Cuando alguien se acerca a nuestra sede se pregunta, por lo general, si encaja con nosotras. La persona viene buscando un perfil con el que sentirse identificada y, afortunadamente, no podemos dárselo: es totalmente abierto. El voluntariado decide, organiza y participa, y cada cual, desde su perfil, lo hace en la manera o medida que quiera.
También podemos decir que, salvo en raras excepciones, la posible persona voluntaria suele traer este discurso: «Quisiera aplicar todo lo que sé en hacer algo útil, mi propósito es ayudar». Nosotras hasta aquí, ¡le valemos! Pero por lo general este razonamiento viene seguido de un modo de ayudar.

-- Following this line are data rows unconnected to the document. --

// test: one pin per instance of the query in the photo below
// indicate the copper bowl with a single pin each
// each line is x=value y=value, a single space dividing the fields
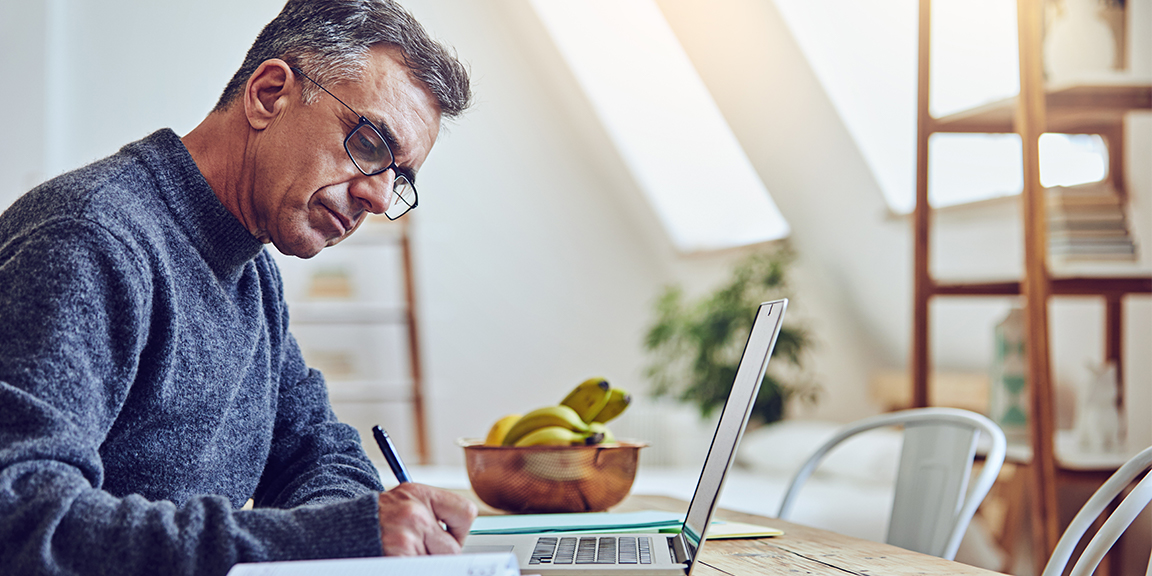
x=551 y=478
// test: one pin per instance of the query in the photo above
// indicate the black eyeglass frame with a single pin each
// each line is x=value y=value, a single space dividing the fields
x=400 y=182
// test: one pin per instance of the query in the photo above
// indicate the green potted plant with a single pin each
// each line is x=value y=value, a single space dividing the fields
x=696 y=346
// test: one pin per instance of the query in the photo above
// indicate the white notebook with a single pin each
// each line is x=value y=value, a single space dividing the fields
x=441 y=565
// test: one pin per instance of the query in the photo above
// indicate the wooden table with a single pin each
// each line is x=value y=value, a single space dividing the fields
x=800 y=551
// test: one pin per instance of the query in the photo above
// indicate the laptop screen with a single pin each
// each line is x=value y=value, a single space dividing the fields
x=733 y=419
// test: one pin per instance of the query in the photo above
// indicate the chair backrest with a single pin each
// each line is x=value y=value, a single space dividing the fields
x=932 y=505
x=1113 y=528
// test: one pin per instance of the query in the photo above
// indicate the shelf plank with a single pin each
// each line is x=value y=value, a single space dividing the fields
x=347 y=312
x=1076 y=286
x=1071 y=110
x=370 y=391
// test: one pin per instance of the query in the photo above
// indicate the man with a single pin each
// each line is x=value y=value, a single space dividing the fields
x=149 y=385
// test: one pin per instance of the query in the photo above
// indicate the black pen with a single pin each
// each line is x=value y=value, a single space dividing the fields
x=389 y=453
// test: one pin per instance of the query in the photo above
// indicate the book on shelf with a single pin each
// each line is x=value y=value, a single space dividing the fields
x=1088 y=222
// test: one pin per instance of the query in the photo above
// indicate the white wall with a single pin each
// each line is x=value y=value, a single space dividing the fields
x=537 y=260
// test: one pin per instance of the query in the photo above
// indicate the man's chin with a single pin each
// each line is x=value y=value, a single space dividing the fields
x=303 y=250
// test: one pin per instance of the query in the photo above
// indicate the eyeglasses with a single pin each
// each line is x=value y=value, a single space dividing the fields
x=370 y=152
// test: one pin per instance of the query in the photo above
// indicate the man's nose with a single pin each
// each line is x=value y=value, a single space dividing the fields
x=373 y=194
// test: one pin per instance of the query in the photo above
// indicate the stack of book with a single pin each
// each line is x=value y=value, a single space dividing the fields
x=1088 y=222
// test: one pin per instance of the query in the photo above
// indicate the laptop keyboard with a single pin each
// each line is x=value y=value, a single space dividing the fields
x=591 y=550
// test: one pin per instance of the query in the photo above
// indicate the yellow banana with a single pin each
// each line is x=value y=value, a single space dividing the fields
x=500 y=429
x=588 y=398
x=618 y=401
x=606 y=436
x=548 y=416
x=558 y=436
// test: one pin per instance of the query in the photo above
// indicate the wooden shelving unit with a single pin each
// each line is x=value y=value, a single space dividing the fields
x=348 y=315
x=1037 y=110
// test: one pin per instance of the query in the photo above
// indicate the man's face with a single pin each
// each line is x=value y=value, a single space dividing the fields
x=307 y=192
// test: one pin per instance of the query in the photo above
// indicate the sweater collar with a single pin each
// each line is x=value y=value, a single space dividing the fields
x=214 y=232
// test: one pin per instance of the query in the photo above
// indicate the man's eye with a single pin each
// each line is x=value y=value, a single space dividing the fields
x=365 y=145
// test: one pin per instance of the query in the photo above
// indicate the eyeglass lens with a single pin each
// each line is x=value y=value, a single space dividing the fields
x=372 y=156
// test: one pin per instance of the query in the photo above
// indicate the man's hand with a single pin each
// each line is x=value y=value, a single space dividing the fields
x=411 y=516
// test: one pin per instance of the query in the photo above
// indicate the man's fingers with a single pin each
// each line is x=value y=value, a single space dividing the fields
x=455 y=510
x=411 y=515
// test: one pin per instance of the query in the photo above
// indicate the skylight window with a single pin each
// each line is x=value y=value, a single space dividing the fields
x=864 y=54
x=664 y=122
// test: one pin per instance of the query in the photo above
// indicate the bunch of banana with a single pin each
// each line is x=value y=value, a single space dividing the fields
x=578 y=419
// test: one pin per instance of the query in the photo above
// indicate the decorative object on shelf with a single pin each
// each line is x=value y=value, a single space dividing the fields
x=1083 y=38
x=1008 y=403
x=334 y=364
x=696 y=346
x=331 y=283
x=1098 y=426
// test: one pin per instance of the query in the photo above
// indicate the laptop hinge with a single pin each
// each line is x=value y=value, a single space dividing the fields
x=681 y=553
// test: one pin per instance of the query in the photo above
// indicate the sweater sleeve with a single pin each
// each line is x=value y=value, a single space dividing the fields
x=313 y=456
x=74 y=316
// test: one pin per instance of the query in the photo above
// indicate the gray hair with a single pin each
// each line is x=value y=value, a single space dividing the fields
x=330 y=39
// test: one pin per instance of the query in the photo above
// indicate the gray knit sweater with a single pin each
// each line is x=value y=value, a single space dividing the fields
x=149 y=386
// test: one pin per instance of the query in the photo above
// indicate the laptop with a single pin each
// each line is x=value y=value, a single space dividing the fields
x=590 y=554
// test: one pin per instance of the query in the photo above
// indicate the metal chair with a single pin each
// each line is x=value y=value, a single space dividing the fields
x=1113 y=528
x=932 y=505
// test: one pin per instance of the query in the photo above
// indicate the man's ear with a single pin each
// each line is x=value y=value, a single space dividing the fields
x=267 y=92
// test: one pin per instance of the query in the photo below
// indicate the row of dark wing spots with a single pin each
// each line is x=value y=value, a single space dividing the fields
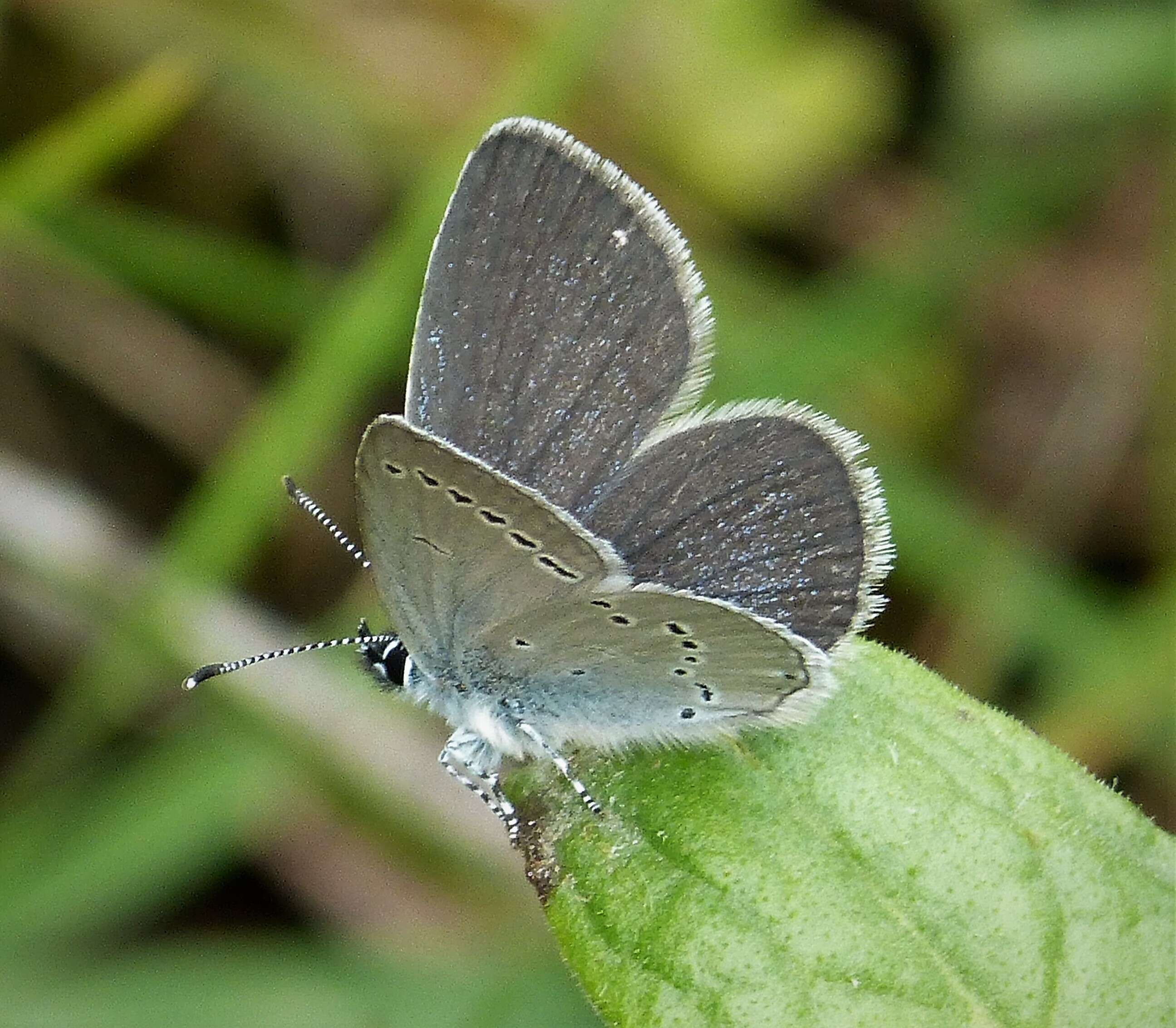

Como si en general fuera asumido que el fin no justifica los medios, con lo que aquí las formas siempre vienen de serie: ese modo suele estar relacionado con un proyecto en un país empobrecido, receta que se proyecta aún más excitante si le sumamos un viaje exótico.
La imagen del voluntario de una ONG se ha convertido en una especie de Indiana Jones solidario con rastas en una aldea africana o de los Andes, cosa que no despreciamos lo más mínimo, pero que como tantos estereotipos está muy alejada de la realidad. Quizás esa es la idea que el propio sistema alimenta para no ser exorcizado: «Una experiencia puntual y exótica que algún día haré y con la que me sentiré útil». Sin embargo a ISF, el tiempo le ha ido demostrando que ese afán transformador puede que sea más útil aplicado en una ciudadanía que es global y que se ve afectada en todo su conjunto, todos los días de su vida.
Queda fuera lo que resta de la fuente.